Will European anti fake news measures prove effective?

The European Union sharply criticized the practice of disseminating fake news guilty of manipulating the public opinion, therefore posing a real threat to the stability and cohesion of societies. Hence the much longed for “anti-fake news” measures that present, in particular, indications and restrictions for the various social networks in addition to aids for traditional media to sustain quality information.

Furthermore, the launch of the first European news certification platform has been announced, that will have to notify the trustworthiness of information and implement a “best practices code” to be drafted by summer 2018. At the moment adoption of this code is still on a voluntary basis and it has no binding legal effect. In upcoming months, the Eu Commission will evaluate its applicability and possible benefits to make it effectively become new legislation.

As of today, included in the suggested measures are the possibility for users to easily verify sources and contents and to report potentially fake news, reduced political marketing targeting options, transparency of sponsored political contents, increased effort of online platforms to close fake profiles, and stopping trolls and bots from spreading fake contents.

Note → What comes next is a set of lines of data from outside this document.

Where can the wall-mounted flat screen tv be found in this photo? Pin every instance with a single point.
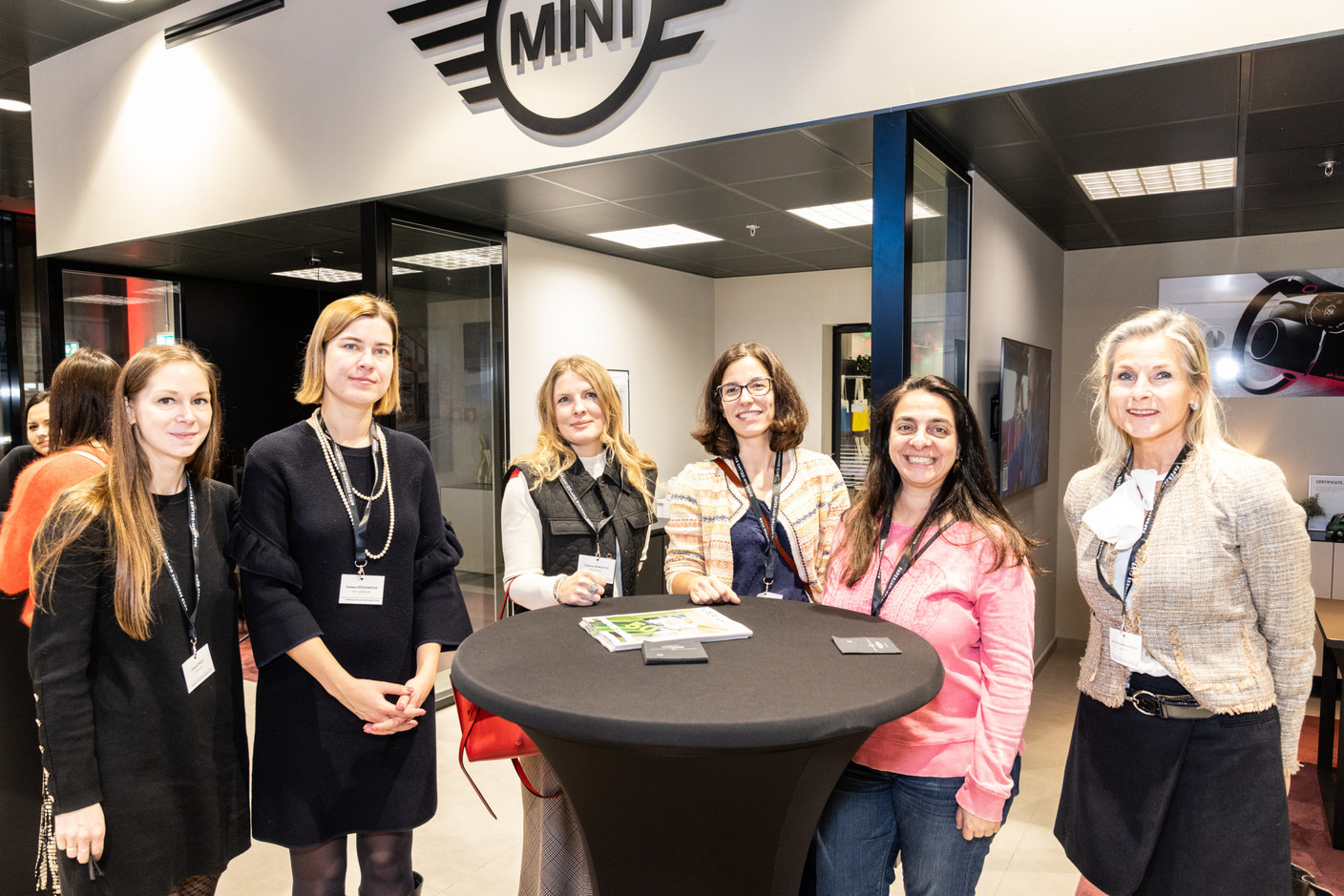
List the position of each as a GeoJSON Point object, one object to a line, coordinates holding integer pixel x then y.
{"type": "Point", "coordinates": [1023, 417]}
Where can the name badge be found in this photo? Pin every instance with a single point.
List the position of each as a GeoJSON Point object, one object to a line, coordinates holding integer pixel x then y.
{"type": "Point", "coordinates": [603, 567]}
{"type": "Point", "coordinates": [198, 668]}
{"type": "Point", "coordinates": [362, 589]}
{"type": "Point", "coordinates": [1126, 648]}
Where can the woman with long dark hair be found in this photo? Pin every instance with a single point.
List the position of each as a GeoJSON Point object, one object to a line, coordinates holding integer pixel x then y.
{"type": "Point", "coordinates": [931, 547]}
{"type": "Point", "coordinates": [349, 589]}
{"type": "Point", "coordinates": [135, 648]}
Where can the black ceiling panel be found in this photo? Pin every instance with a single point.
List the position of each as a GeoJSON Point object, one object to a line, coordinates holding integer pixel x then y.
{"type": "Point", "coordinates": [626, 177]}
{"type": "Point", "coordinates": [1297, 74]}
{"type": "Point", "coordinates": [777, 155]}
{"type": "Point", "coordinates": [816, 188]}
{"type": "Point", "coordinates": [984, 121]}
{"type": "Point", "coordinates": [1156, 145]}
{"type": "Point", "coordinates": [1314, 125]}
{"type": "Point", "coordinates": [1143, 98]}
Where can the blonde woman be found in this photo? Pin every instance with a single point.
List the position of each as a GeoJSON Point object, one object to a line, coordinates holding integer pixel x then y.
{"type": "Point", "coordinates": [576, 526]}
{"type": "Point", "coordinates": [1194, 560]}
{"type": "Point", "coordinates": [135, 648]}
{"type": "Point", "coordinates": [349, 587]}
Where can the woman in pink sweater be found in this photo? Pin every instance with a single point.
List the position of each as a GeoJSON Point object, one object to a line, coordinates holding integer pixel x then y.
{"type": "Point", "coordinates": [931, 547]}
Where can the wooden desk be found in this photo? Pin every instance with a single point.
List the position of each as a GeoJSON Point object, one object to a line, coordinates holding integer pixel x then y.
{"type": "Point", "coordinates": [1330, 618]}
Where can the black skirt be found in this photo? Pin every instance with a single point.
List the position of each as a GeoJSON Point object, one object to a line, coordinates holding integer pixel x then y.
{"type": "Point", "coordinates": [1156, 806]}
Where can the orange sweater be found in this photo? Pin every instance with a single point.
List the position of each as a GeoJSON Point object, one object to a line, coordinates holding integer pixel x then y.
{"type": "Point", "coordinates": [38, 488]}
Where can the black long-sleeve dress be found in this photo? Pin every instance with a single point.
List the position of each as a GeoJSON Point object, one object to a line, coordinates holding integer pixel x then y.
{"type": "Point", "coordinates": [117, 724]}
{"type": "Point", "coordinates": [316, 774]}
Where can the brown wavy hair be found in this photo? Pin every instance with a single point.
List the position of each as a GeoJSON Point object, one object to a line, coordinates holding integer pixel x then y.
{"type": "Point", "coordinates": [790, 414]}
{"type": "Point", "coordinates": [329, 323]}
{"type": "Point", "coordinates": [122, 497]}
{"type": "Point", "coordinates": [554, 455]}
{"type": "Point", "coordinates": [968, 494]}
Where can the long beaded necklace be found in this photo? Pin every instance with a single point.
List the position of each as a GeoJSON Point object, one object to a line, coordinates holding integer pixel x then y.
{"type": "Point", "coordinates": [332, 460]}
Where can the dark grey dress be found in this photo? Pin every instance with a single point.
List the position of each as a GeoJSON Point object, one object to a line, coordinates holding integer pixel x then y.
{"type": "Point", "coordinates": [116, 721]}
{"type": "Point", "coordinates": [316, 774]}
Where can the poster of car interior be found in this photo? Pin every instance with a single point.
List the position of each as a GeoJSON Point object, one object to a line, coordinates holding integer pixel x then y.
{"type": "Point", "coordinates": [1270, 332]}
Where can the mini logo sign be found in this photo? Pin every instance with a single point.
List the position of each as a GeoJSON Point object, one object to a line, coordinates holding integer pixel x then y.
{"type": "Point", "coordinates": [556, 66]}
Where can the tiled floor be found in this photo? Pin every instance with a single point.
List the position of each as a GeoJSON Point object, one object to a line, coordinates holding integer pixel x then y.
{"type": "Point", "coordinates": [464, 852]}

As a result of these indications and the breaches of recent months to “digital privacy” and how information is delivered, there are still some open questions:

Like all third parties, it will be necessary to understand who will judge how this new European platform operates in relation to news certification. History, (not just in politics or the digital world), is full of certifiers that certify themselves. Fact Checking systems have been available for quite some time, to verify news’ trustworthiness, but are not much used even by people. In a sector in which a few big international players govern all supply chain stages, how can these companies be stopped from influencing the control phase?

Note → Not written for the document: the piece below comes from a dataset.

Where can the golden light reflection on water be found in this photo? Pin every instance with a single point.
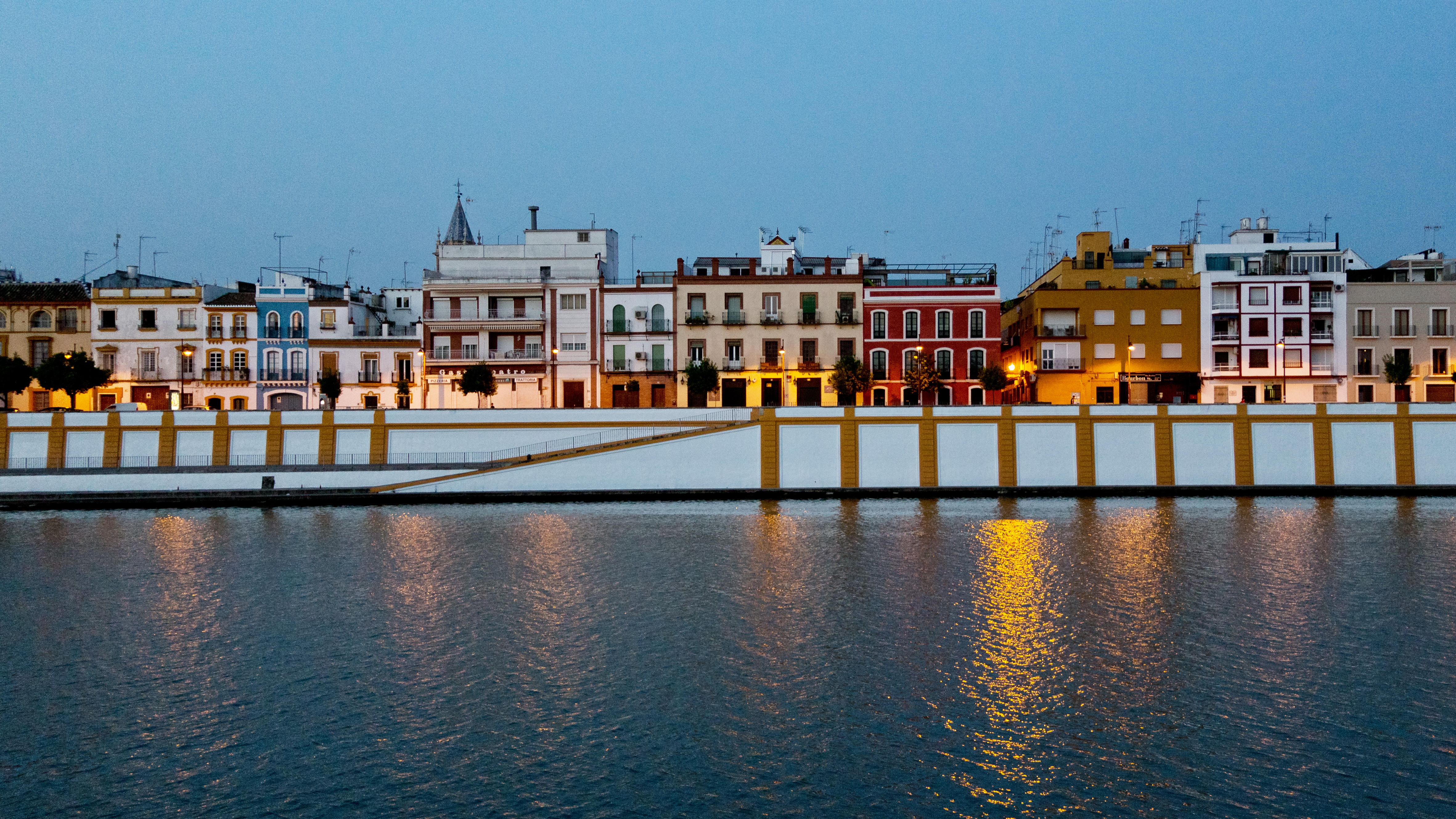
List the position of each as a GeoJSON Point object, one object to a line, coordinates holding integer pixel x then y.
{"type": "Point", "coordinates": [1014, 666]}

These operations seem to focus only on “treating” a condition, acting primarily on the distribution phase with “posthumous” and direct platform checks. No preventive actions directly targeting the source, the creation of fake news are indicated. Technological evolution will further complicate the scenario since it’s already possible to make “fake videos”, that means face-swapped videos that cannot be detected by the naked eye. How can the advance of the new “fake media” be stopped?

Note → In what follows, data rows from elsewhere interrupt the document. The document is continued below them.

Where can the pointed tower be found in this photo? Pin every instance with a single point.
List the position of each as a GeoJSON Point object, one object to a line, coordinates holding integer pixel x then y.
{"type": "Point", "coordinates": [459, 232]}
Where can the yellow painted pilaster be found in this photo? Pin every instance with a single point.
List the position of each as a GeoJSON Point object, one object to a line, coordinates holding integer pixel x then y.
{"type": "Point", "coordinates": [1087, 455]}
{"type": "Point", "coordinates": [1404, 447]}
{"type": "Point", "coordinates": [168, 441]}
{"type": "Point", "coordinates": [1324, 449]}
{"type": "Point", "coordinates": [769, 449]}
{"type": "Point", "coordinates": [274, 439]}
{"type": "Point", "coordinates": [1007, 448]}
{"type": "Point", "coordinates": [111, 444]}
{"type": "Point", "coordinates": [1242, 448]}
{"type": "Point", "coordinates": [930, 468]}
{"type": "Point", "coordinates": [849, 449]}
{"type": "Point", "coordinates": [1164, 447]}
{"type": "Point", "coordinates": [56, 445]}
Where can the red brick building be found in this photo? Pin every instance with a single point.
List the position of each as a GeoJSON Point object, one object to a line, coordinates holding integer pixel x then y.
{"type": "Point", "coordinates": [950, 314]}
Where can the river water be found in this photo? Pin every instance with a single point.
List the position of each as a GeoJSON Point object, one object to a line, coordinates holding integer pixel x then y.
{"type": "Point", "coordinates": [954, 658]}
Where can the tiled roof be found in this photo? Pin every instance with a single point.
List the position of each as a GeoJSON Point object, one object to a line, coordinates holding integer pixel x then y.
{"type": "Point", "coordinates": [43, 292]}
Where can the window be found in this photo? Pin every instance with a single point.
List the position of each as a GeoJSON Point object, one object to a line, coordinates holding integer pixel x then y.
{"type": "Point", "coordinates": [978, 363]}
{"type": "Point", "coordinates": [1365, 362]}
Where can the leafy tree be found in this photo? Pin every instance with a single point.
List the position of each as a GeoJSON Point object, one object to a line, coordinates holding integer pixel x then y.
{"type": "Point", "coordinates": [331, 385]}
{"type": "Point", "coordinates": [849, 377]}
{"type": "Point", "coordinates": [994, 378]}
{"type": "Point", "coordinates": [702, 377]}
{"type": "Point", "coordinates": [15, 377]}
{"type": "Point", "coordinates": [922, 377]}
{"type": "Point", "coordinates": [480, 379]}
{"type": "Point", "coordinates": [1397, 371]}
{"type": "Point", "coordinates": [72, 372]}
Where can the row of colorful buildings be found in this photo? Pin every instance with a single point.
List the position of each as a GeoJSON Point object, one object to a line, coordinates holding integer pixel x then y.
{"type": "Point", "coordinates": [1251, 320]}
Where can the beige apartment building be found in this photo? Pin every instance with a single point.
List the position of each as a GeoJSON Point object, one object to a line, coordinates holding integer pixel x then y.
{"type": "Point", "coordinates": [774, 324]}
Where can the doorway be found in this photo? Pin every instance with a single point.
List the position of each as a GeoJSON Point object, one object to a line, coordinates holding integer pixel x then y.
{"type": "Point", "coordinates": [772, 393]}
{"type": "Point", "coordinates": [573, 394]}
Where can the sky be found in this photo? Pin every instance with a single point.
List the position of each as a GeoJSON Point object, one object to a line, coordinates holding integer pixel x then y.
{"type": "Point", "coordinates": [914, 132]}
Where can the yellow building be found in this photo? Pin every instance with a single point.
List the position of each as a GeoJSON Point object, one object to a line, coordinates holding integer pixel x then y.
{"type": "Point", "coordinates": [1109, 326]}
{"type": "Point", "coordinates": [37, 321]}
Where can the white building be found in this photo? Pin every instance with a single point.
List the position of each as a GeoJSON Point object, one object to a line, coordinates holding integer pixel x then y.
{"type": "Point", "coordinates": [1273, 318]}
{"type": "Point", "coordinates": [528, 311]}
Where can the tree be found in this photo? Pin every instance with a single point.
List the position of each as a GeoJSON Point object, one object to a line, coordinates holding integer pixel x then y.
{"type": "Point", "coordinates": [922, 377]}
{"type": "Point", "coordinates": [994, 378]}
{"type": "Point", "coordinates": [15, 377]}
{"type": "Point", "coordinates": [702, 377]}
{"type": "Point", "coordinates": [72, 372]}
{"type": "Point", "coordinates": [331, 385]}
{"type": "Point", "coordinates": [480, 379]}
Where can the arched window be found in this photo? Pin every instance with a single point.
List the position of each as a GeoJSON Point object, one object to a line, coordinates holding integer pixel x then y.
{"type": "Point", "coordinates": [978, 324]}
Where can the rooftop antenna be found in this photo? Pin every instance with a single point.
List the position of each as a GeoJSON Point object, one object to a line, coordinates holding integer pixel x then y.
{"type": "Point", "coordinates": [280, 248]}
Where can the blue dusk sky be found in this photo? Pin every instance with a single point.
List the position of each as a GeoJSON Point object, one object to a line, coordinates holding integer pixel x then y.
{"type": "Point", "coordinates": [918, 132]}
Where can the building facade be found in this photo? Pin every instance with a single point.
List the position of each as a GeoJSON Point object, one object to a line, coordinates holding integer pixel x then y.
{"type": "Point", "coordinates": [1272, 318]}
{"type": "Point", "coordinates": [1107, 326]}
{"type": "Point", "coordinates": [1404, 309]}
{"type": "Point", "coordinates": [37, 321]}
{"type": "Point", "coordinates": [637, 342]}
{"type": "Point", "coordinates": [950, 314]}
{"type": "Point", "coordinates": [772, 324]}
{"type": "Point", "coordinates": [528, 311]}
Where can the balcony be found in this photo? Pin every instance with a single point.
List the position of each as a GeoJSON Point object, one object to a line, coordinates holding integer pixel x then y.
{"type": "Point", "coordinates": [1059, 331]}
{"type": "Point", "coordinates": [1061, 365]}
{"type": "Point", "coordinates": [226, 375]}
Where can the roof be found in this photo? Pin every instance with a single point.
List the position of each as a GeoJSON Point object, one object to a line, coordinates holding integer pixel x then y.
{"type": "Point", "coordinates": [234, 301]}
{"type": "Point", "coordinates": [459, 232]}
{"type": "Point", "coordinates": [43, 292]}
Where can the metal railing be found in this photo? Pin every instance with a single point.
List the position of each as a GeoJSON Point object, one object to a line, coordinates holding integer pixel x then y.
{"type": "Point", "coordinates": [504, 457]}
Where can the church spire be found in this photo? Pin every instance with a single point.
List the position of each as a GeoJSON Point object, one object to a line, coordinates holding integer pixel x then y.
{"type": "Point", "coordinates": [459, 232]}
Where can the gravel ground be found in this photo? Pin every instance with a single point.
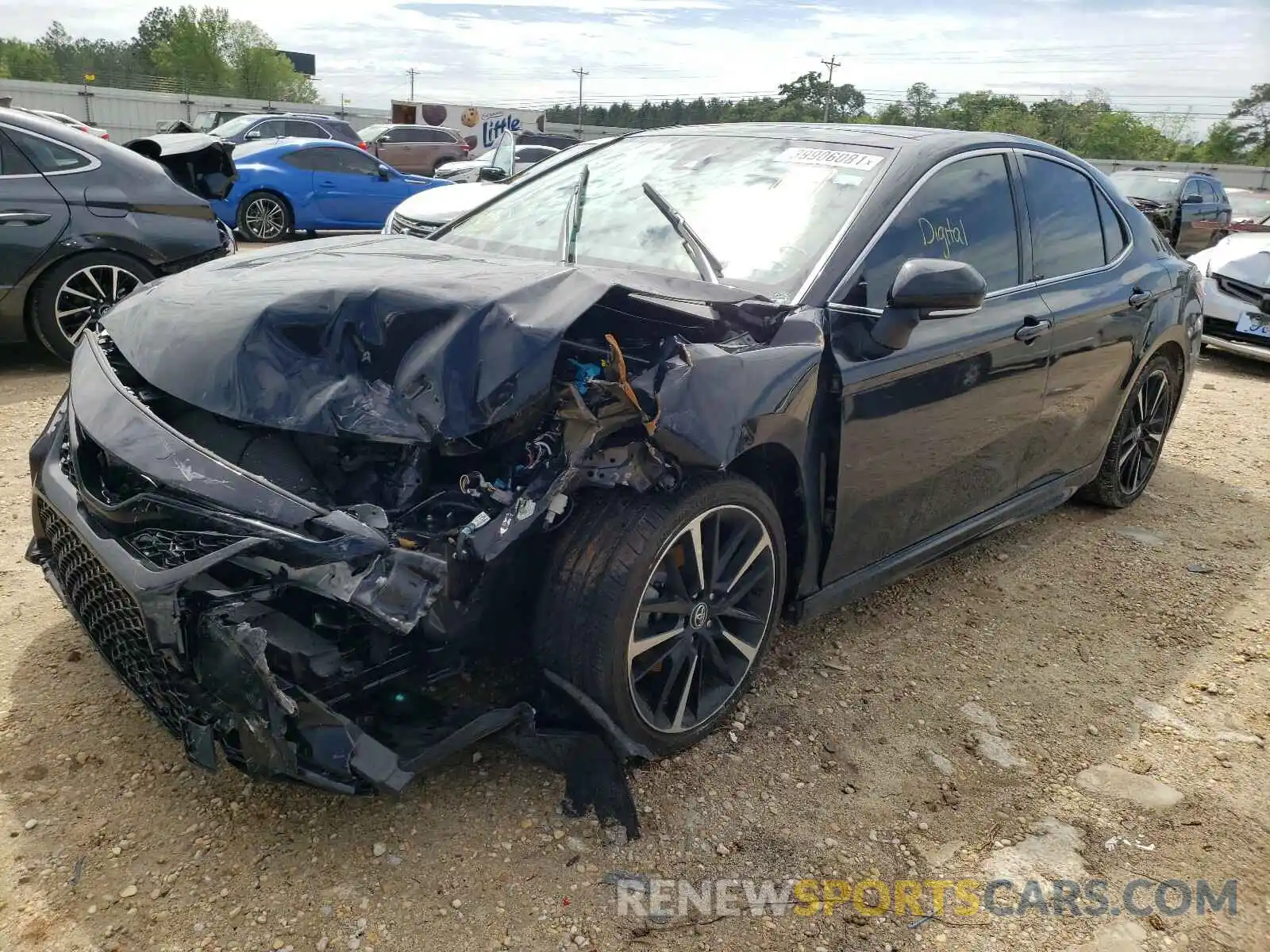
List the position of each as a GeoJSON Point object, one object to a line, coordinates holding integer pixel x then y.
{"type": "Point", "coordinates": [943, 729]}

finally, the use of fake news is just one side of the story, a much more complex story that was revealed by the Facebook and Cambridge Analytica episode. On the other hand, just as important, is the possibility of targeting people with specific (fake or not fake) information, and therefore collecting and using online information on them for improved profiling. The new GDPR (General Data Protection Regulation), effective by the end of May, will increase the complexity and strictness of collection, management and use of this information, but could also reduce the possibilities for the digital Media market that has transformed profiling and customization into a competitive advantage for both investors and users. Will these measures be able to protect users’ privacy and their right to information without, at the same time, blocking a market that – through intelligent use of consumer related information – can provide benefits to companies as well as users?